Use of principal components analysis for mutation detection with two-dimensional electrophoresis protein separations.

The application of two-dimensional electrophoresis (2-DE) to mutation detection requires the capability to monitor each protein in a 2-DE pattern for significant changes in abundance indicative of a mutation event. Previously, mutation searches were done using a univariate outlier detection method in which each protein spot was considered independently in a classical outlier search. An alternative approach to analysis of 2-DE patterns for quantitative changes is a multivariate procedure which takes advantage of the observation that protein spots in a 2-DE pattern often represent correlated rather than independent measurements. We have compared the efficiency of univariate and multivariate procedures for mutation detection using data from the Argonne National Laboratory 2-DE database of mouse liver proteins. Analyses involving a total of over 1500 gels were performed to compare the performance of a multivariate method based on principal components analysis (PCA) with the univariate method.
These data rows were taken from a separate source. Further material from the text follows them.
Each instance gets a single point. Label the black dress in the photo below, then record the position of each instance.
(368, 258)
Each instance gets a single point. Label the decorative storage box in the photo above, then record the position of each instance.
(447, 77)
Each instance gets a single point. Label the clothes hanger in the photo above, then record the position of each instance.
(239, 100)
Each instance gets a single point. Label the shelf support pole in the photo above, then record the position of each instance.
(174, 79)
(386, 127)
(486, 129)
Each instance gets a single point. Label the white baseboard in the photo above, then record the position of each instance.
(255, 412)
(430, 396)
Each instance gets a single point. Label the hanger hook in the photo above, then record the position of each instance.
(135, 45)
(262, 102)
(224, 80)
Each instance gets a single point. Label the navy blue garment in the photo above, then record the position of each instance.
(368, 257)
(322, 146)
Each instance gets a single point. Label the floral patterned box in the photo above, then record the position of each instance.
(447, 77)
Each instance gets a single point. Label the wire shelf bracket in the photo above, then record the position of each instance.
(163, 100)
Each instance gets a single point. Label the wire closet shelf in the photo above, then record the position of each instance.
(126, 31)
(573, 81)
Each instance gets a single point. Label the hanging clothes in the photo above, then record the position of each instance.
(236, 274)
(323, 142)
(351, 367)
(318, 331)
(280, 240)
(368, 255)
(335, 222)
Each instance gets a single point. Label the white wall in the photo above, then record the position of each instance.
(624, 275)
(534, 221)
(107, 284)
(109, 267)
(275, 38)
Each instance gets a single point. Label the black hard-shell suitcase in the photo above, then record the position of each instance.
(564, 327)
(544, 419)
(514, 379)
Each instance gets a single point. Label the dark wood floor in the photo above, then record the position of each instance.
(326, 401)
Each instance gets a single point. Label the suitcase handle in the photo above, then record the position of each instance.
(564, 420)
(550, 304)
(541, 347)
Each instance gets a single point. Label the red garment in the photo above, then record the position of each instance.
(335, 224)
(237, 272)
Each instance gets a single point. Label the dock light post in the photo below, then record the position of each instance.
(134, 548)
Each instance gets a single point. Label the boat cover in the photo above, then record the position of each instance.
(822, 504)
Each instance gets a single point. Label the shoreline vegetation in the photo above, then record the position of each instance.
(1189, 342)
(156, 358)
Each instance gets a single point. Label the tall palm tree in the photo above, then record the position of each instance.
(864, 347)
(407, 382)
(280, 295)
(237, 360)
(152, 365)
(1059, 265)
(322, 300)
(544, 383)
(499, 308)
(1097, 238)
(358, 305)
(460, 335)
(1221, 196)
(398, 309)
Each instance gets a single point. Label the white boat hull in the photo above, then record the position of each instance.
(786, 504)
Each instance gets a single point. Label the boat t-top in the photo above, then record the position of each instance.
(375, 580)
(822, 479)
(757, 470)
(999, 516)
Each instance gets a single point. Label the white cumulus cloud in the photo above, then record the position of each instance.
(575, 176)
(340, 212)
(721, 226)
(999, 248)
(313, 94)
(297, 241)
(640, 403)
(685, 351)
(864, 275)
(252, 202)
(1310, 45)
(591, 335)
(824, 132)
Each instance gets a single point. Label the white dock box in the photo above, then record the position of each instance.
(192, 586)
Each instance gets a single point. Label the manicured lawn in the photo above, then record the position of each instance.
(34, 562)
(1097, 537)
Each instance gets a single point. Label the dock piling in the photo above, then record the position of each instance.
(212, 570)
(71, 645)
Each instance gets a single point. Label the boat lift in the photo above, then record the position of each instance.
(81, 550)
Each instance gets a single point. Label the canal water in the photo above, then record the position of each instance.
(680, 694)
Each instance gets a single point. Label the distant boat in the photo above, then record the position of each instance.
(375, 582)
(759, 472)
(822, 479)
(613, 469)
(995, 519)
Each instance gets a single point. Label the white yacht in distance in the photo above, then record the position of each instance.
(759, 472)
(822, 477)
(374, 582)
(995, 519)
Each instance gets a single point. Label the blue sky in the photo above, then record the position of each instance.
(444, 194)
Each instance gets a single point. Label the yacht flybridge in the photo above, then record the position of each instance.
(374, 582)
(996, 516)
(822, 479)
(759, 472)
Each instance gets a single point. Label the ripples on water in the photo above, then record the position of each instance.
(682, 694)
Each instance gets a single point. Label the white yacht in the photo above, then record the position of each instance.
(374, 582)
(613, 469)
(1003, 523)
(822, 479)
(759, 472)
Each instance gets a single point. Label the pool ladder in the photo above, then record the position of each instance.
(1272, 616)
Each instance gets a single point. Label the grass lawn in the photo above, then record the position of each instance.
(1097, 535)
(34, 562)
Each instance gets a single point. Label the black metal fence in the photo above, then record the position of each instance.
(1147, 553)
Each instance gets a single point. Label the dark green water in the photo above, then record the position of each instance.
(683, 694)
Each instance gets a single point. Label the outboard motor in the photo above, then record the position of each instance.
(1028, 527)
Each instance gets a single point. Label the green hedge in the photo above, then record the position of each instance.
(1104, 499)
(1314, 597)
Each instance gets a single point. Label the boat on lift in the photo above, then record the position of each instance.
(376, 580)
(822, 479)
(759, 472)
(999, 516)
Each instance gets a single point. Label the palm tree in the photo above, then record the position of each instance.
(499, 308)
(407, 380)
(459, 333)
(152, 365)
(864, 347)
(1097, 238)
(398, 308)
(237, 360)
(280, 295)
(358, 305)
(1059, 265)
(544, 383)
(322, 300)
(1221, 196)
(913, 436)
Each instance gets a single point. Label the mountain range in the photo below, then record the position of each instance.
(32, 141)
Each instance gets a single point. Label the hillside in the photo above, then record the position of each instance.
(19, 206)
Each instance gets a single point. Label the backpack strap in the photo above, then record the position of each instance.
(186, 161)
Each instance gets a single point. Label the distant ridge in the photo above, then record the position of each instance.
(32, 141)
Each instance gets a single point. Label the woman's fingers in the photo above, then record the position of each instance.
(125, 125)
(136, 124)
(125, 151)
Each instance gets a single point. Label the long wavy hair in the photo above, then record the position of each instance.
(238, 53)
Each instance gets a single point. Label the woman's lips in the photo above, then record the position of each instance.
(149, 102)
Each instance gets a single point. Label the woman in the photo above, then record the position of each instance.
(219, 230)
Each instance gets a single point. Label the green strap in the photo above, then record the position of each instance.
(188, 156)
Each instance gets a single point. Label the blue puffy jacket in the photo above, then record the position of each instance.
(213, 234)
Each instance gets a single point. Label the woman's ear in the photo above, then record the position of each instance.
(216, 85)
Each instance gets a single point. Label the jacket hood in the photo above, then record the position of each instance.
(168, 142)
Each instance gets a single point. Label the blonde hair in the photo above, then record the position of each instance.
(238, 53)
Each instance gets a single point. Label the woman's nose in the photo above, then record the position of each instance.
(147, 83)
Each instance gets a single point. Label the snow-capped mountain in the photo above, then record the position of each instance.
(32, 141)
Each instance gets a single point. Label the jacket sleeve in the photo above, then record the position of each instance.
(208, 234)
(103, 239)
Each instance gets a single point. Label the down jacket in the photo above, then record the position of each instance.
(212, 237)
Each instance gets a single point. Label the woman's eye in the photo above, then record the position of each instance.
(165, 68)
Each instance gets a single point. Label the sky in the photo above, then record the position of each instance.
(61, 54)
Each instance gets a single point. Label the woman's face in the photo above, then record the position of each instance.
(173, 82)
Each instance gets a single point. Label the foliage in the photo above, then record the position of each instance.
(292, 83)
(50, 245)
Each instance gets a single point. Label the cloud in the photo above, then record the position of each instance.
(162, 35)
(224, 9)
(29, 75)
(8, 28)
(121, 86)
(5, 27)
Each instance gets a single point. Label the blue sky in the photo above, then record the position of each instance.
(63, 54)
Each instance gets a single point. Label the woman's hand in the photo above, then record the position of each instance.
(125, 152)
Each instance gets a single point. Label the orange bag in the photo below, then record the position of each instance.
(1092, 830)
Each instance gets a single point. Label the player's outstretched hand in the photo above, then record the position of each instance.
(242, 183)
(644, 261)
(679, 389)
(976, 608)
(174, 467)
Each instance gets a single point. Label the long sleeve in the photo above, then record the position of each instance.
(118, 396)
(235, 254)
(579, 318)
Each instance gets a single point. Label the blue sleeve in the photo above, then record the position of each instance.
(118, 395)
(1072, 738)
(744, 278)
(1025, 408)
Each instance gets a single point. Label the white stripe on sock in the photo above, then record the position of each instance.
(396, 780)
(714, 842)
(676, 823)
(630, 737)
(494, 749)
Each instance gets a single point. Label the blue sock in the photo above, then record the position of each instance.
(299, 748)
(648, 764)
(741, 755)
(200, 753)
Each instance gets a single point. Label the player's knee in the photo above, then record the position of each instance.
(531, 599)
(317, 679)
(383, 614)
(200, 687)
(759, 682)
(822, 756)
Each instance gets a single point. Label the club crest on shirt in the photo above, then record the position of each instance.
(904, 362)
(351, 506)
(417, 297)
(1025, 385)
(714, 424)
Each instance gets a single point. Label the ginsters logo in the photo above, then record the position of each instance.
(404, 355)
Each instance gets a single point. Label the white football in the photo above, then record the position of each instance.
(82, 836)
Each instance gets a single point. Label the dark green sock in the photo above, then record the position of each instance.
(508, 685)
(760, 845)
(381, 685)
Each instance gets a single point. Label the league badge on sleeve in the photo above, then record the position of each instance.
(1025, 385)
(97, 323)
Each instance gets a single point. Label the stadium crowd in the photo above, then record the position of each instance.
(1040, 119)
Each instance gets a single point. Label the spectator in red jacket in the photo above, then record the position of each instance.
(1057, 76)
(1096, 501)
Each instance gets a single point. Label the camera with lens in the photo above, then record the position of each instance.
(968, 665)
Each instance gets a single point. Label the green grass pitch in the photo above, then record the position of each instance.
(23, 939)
Up to 279 spots from each pattern were used for PCA. First, a simulation was performed to assess the detection efficiency of PCA for single protein spots decreased in abundance by 50%. Then, the ability to detect actual mutations was tested using eight confirmed mutations. Results show that, compared to a univariate approach to analysis of data from the mouse model system, the multivariate method increases the number of protein spots on each 2-DE pattern that can be monitored for quantitative changes indicative of mutations by compensating for variables that contribute to the background quantitative variability of protein spots.